EXPERIENCING a 6.0 magnitude earthquake was not something I thought I would experience here in Japan.

I don’t think any of the other journalist participants on the Association for the Promotion of International Cooperation-Foreign Press Centre of Japan program expected it either.

Yet there we were, clutching tightly to table legs as the ground heaved beneath our feet, tossing us around like rag dolls.

Before there are any concerns for our safety, I should probably add that this was all done on a platform via a controlled earthquake simulator. But that didn’t make it any less terrifying.

The earthquake simulator is just one extreme weather simulator at the Honjo Bosai-Kan (Life Safety Learning Centre) run by the Tokyo Fire Department.

Besides the earthquake simulator, there is a smoke maze to help visitors learn how best to escape from smoke in fire, and a typhoon simulator where people are subjected to winds travelling 30 metres per second while being lashed by water from pumps overhead.

And while visiting the facility was a novel experience for the five journalists on the APIC-FPJC program, it is sobering to think the simulators represent the reality that people in Japan live with.

At the time of our visit, Tottori prefecture in western Japan was recovering from a 6.2 magnitude earthquake causing damage to houses and causing blackouts.

This was just one of the 120,000 earthquakes the Japanese Meteorological Agency records at various depths and magnitudes annually.

So it is easy to see why centres such as the Honjo Bosai-Kan are important for educating Japan.

Built 20 years ago, the facility looks like something out of an Isaac Asimov novel.

Our guide Takako Nakamura told us the building was designed to look like a space shuttle launching station.

The futuristic feel of the building extends to the safety helmets on sale at the gift shop with one foldable helmet shaped like a triangle and another constructed with many sides.

Since its construction, the building has hosted educational tours for schoolchildren and adults alike, allowing them to feel the worst weather and seismological events in a controlled environment.

By engaging with the community, the government hopes to educate visitors on how to stay alive in case of a natural disaster and in turn help others survive as well.

The tour of the facility starts with a 20-minute video of the 2011 Tohoku earthquake and tsunami that claimed the lives of more than 22,000 people and caused $F614billion in damage.

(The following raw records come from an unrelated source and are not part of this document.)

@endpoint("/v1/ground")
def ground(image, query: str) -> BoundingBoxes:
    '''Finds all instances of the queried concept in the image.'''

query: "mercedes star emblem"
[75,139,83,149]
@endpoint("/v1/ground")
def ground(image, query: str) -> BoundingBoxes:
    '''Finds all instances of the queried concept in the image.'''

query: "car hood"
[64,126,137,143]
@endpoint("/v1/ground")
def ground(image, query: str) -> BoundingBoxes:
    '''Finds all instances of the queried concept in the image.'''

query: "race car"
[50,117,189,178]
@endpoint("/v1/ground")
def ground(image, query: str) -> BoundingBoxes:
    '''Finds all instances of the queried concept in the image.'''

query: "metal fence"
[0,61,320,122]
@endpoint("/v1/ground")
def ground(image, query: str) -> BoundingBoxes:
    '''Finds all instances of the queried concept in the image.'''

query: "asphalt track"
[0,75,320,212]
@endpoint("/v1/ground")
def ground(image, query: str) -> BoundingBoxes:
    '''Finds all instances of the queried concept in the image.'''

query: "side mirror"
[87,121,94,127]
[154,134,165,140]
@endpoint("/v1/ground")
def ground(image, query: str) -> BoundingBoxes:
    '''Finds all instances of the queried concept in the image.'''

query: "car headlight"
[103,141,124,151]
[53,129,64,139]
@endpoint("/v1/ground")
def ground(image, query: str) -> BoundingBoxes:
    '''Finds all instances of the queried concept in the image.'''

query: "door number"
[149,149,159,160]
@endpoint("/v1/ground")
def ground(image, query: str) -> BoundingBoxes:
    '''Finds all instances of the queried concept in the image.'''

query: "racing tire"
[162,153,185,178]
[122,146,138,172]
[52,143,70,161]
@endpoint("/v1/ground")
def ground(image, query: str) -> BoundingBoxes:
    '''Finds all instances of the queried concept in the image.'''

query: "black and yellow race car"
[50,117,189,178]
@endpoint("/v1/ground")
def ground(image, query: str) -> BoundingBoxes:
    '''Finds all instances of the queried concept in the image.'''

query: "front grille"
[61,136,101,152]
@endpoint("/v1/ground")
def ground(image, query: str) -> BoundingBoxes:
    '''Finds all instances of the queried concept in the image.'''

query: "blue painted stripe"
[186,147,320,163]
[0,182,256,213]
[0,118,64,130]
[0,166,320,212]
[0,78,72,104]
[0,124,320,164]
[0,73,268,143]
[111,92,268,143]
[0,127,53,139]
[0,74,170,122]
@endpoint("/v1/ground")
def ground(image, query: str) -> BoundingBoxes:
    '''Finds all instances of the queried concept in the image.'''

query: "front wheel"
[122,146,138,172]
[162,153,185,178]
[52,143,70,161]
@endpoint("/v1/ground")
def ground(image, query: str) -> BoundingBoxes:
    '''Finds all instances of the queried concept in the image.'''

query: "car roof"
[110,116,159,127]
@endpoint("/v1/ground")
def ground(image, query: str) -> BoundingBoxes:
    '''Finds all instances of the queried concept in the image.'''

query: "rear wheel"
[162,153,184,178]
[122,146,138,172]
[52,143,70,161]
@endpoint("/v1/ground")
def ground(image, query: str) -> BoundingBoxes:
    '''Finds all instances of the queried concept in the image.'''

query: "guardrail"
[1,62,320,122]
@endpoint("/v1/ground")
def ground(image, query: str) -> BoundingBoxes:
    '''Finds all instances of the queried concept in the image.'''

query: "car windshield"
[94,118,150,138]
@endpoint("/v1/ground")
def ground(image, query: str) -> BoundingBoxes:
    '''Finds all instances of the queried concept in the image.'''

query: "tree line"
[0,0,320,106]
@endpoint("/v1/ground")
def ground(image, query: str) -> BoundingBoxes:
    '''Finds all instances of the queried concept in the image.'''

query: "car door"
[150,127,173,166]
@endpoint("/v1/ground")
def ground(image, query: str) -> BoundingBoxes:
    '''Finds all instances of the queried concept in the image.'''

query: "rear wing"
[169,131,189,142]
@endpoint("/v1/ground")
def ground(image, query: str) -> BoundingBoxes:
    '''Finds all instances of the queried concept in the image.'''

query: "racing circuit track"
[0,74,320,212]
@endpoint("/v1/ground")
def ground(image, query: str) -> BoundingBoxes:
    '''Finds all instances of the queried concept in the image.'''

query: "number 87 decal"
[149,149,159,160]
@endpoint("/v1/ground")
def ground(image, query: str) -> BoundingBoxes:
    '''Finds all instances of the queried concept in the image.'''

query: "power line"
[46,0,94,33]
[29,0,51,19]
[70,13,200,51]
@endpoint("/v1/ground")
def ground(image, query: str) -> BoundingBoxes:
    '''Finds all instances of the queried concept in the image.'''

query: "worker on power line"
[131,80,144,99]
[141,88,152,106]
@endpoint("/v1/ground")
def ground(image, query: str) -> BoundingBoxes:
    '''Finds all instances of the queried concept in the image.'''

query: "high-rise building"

The journalists on the APIC-FPJC program were then escorted to the typhoon simulator where after changing into water tight overalls, they were placed in a steel chamber and experienced what it would be like to stand outside during a typhoon.

There are also simulations for using fire extinguishers as well as the behaviour of smoke in burning buildings.

These are also important for Japan because after the 2011 Tohoku earthquake, fires raged on in affected regions brought about by the sea water coming into contact with live wires and appliances in homes.

But the real experience was the earthquake simulator.

After a short briefing on the safety procedures during an earthquake, the journalists were left to experience the ground movements, only read about in papers and watched in movies.

While we knew that the simulator was about to begin moving the platform, it was terrifying to think that maybe some of those in Tohoku in 2011 and Tottori just the day before had no idea what was going on when those earthquakes hit.

But with centres such as Hokjai Bosai-Kan, this could be overcome not only in Japan but in other disaster risk areas in the world.